= Target of opportunity =

Military term for an unplanned attack target

A target of opportunity is a target "visible to a surface or air sensor or observer, which is within range of available weapons and against which fire has not been scheduled or requested." A target of opportunity comes in two forms; "unplanned" and "unanticipated". Unplanned targets of opportunity are those that fall within mission parameters as appropriate targets but were not included within a mission brief. Unanticipated targets are those that fall outside of mission parameters because their availability was not expected, such as an otherwise high-value target being identified at a location where another unrelated mission is underway.

==Procedure==
In preparation for most ordinary combat military operations, armed forces are given a series of objectives that may include one or more primary targets.

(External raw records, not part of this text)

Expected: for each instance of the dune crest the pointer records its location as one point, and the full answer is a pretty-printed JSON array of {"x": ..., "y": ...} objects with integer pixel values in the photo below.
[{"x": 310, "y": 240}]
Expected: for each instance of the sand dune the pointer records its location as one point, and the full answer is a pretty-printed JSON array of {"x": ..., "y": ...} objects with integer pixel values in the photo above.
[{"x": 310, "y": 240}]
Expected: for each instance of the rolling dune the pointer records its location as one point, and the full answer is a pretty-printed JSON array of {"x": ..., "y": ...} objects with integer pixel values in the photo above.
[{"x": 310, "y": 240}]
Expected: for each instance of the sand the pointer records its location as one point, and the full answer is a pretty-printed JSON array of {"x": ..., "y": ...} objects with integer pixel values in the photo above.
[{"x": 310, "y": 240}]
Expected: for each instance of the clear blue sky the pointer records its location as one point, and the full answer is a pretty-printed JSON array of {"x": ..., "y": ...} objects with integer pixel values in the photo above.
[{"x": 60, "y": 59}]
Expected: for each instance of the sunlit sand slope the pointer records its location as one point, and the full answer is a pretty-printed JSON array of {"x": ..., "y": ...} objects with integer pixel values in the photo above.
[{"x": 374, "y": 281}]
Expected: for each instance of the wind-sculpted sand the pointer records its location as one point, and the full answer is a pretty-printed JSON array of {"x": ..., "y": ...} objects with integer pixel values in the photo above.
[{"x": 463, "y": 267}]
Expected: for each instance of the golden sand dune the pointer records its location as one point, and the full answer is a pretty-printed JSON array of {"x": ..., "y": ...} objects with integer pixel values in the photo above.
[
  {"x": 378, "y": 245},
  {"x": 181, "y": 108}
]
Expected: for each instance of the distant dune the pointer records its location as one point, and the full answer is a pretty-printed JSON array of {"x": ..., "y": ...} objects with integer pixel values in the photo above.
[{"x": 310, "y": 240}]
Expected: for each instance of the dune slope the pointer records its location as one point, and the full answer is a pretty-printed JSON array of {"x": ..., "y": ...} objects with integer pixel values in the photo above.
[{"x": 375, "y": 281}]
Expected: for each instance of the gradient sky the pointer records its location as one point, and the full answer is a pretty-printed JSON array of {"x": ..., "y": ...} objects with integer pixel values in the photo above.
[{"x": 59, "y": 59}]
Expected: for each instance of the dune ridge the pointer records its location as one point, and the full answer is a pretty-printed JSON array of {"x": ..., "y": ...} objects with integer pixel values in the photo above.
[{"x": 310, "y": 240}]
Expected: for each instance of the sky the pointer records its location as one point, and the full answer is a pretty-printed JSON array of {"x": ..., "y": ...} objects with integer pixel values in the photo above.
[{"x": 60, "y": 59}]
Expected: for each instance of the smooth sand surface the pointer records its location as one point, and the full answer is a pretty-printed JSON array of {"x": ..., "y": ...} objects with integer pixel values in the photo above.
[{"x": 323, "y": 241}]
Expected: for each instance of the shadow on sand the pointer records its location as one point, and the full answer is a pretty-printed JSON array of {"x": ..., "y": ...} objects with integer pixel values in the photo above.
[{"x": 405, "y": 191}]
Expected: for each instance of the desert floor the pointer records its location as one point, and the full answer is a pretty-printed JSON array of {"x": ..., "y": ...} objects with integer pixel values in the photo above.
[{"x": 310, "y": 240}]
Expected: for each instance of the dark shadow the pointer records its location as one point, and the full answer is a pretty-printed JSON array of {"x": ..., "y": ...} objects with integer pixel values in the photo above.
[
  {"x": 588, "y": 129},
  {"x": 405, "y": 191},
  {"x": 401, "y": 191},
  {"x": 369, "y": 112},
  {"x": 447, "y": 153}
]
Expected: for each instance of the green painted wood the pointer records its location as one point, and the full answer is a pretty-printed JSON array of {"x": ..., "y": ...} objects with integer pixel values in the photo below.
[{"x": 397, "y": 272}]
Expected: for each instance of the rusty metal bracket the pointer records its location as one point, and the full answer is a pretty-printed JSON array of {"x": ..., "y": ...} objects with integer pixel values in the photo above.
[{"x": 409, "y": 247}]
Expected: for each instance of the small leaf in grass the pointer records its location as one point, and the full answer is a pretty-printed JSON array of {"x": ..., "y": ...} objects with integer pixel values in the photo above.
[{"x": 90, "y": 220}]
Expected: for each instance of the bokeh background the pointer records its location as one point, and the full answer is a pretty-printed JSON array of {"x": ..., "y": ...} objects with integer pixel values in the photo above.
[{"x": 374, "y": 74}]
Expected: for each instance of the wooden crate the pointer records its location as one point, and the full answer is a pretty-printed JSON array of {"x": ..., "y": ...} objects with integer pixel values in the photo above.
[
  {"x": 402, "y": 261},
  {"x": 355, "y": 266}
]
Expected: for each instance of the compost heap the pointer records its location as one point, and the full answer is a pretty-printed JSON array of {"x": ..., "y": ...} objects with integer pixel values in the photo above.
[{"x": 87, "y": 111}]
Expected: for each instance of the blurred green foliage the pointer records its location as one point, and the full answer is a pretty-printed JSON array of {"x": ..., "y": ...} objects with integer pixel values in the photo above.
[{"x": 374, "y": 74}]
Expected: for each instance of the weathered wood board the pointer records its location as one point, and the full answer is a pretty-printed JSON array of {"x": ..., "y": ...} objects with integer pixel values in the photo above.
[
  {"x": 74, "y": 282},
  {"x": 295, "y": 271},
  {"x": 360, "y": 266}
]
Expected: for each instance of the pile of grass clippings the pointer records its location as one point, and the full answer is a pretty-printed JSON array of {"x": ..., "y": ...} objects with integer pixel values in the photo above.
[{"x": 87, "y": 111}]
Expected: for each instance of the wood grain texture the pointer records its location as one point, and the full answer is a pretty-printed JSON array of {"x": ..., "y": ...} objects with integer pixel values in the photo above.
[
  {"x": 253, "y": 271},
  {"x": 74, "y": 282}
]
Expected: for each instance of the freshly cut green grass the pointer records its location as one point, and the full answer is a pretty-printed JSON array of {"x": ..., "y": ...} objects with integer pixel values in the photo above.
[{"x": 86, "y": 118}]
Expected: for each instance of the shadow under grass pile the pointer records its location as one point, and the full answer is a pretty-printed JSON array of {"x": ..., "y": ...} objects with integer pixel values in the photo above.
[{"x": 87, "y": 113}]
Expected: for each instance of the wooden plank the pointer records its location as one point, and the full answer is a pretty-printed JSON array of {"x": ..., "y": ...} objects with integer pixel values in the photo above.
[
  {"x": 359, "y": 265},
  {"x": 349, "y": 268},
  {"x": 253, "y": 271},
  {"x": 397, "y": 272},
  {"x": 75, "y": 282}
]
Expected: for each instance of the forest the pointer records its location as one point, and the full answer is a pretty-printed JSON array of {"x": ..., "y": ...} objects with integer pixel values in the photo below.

During combat operations, additional targets may be present. Provided any action to deal with those targets would not compromise outlined operational objectives, the military personnel may elect to attack additional targets if the opportunity to do so arises. Operational objectives and primary target allocation will generally not be altered to account for a target of opportunity unless that target is reviewed by a commanding officer and receives a higher target value designation; e.g. if identifiers reveal the target to be a designated high-value target.

==Examples==
===World War II===
During World War II, prior to October 1940, the Royal Air Force instructed bomber crews to bring unexpended bombs home. From 9 October 1940, they were instructed to attack any target of opportunity if they could not locate their assigned targets.

===Iraq War===
At the beginning of the Iraq War, the US Military destroyed a dwelling considered to be the temporary home of Iraqi President Saddam Hussein. It was described by military sources and in subsequent media reports as a situation where a target of opportunity had presented itself. The result was described as follows: "although the immediate target was destroyed, the opportunity was missed, since the major target escaped, to be captured only many months later".

===Nuclear targets===
The United States Department of Defense and NATO has defined a nuclear target of opportunity as "a nuclear target detected observed or detected after an operation begins that has previously not been considered, analyzed or planned for a nuclear strike. Generally fleeting in nature, it should be attacked as soon as possible within the time limitations imposed for coordination and warning of friendly troops and aircraft."